The Big Sleep, starring Humphrey Bogart and Lauren Bacall, is the second film in a row that I’d already seen before. Only four films that I’d seen previously made the list, and The Big Sleep made the cut because it played no small part in making me want to do a month like this to begin with. I love this movie! With a screenplay by the William Faulkner, directing by Howard Hawks, and Bogart and Bacall delivering line after memorable line, it’s the sort of perfect storm that can often result in cherished classic films.

In this wonderfully complex plot, with all sorts of mysteries and surprises, Humphrey Bogart plays Philip Marlowe, a private detective who gets a job from a wealthy, sick, old client to begin the film. The client has two beautiful daughters who figure in heavily to the plot’s twists and turns, none of which will I spoil here. Suffice it to say that every time Marlowe gets a handle on what’s happening, something happens to convolute the situation and turn everything upside down again.

I fell in love with Philip Marlowe from the very beginning of the film, when Marlowe meets one of said beautiful daughters in the first scene and she coyly says, “You’re not very tall are you?”, and he responds with a straight, “Well, I try to be.” He’s a hard-boiled, hard-drinking, lady loving, quick-witted, clever, smart-ass with a heart of gold. It’s Humphrey Bogart at his very best. It makes me sad that he never returned to the character, since Marlowe is the protagonist of many Raymond Chandler crime novels.

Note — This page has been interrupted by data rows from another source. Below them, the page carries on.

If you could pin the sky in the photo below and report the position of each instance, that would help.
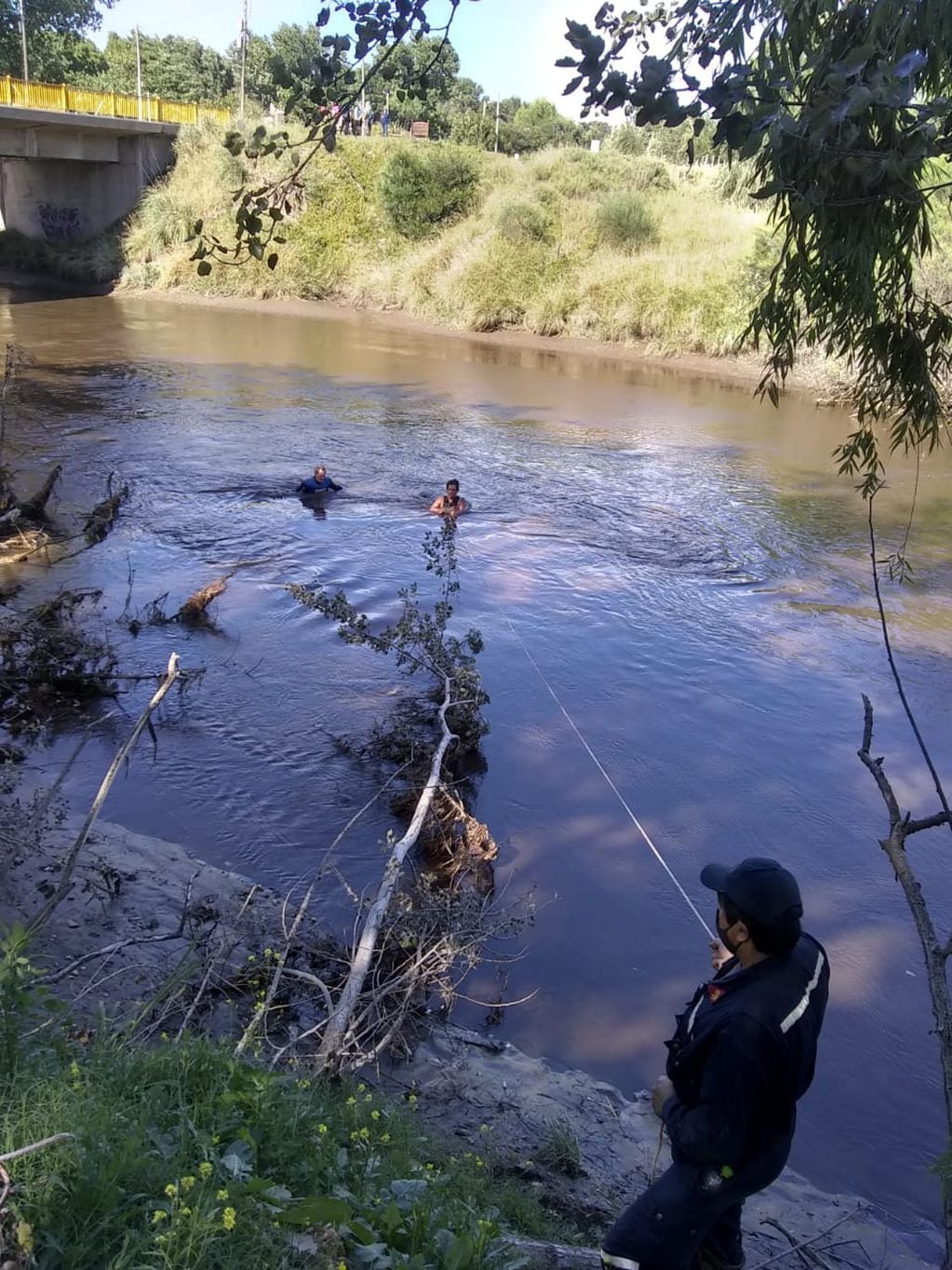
(506, 46)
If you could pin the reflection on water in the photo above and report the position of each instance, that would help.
(683, 565)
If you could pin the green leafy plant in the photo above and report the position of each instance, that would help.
(623, 222)
(519, 220)
(560, 1150)
(422, 188)
(187, 1157)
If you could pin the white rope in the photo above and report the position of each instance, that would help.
(614, 789)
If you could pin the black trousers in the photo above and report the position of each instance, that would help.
(691, 1207)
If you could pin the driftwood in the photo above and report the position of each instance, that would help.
(34, 508)
(194, 611)
(339, 1022)
(101, 519)
(121, 756)
(460, 846)
(289, 935)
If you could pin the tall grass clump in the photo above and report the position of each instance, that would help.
(624, 223)
(422, 188)
(519, 220)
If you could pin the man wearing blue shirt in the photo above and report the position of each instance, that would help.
(317, 484)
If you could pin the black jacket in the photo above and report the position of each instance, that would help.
(744, 1052)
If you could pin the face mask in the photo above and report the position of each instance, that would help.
(725, 938)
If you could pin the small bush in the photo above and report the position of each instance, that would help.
(422, 187)
(623, 222)
(560, 1150)
(649, 173)
(518, 222)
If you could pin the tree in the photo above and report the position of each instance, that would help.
(51, 28)
(259, 69)
(419, 77)
(464, 95)
(540, 125)
(63, 59)
(171, 67)
(846, 114)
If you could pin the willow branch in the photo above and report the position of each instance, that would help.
(898, 679)
(264, 1006)
(339, 1021)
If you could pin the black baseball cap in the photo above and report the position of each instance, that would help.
(759, 889)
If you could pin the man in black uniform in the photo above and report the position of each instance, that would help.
(743, 1053)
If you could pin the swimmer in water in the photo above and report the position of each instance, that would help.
(449, 503)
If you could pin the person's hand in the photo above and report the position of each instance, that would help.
(718, 954)
(660, 1094)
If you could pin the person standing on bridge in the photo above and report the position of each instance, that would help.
(743, 1054)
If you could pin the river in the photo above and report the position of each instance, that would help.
(680, 561)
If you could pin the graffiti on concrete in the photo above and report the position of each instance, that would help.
(60, 223)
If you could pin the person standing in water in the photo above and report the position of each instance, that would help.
(449, 503)
(319, 483)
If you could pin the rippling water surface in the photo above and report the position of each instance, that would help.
(680, 562)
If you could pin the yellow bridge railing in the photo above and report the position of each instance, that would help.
(119, 105)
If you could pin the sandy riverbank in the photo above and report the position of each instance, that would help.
(487, 1095)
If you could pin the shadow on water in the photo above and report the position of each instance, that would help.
(680, 564)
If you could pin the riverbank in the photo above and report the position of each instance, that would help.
(491, 1102)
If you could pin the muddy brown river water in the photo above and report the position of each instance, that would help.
(684, 567)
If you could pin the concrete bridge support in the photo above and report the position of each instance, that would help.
(67, 177)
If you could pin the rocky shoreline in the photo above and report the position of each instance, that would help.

Also notable is the chemistry between Bogart and Bacall. Electric! It may have been even more electric if it weren’t for that silly Hays Code, which severely limited what you could show or say on screen during a movie (apparently much of the novel had to be altered on its way to film because of how strict the Hays Code was, since you couldn’t make any reference to pornography or homosexuality, and of course, there couldn’t be any nudity). Bacall and Bogart had met during filming of their previous film (To Have and Have Not), and the beginning of their world-famous love affair bled onto the screen in this film. If you’ve never seen film noir before, this would be a great place to start!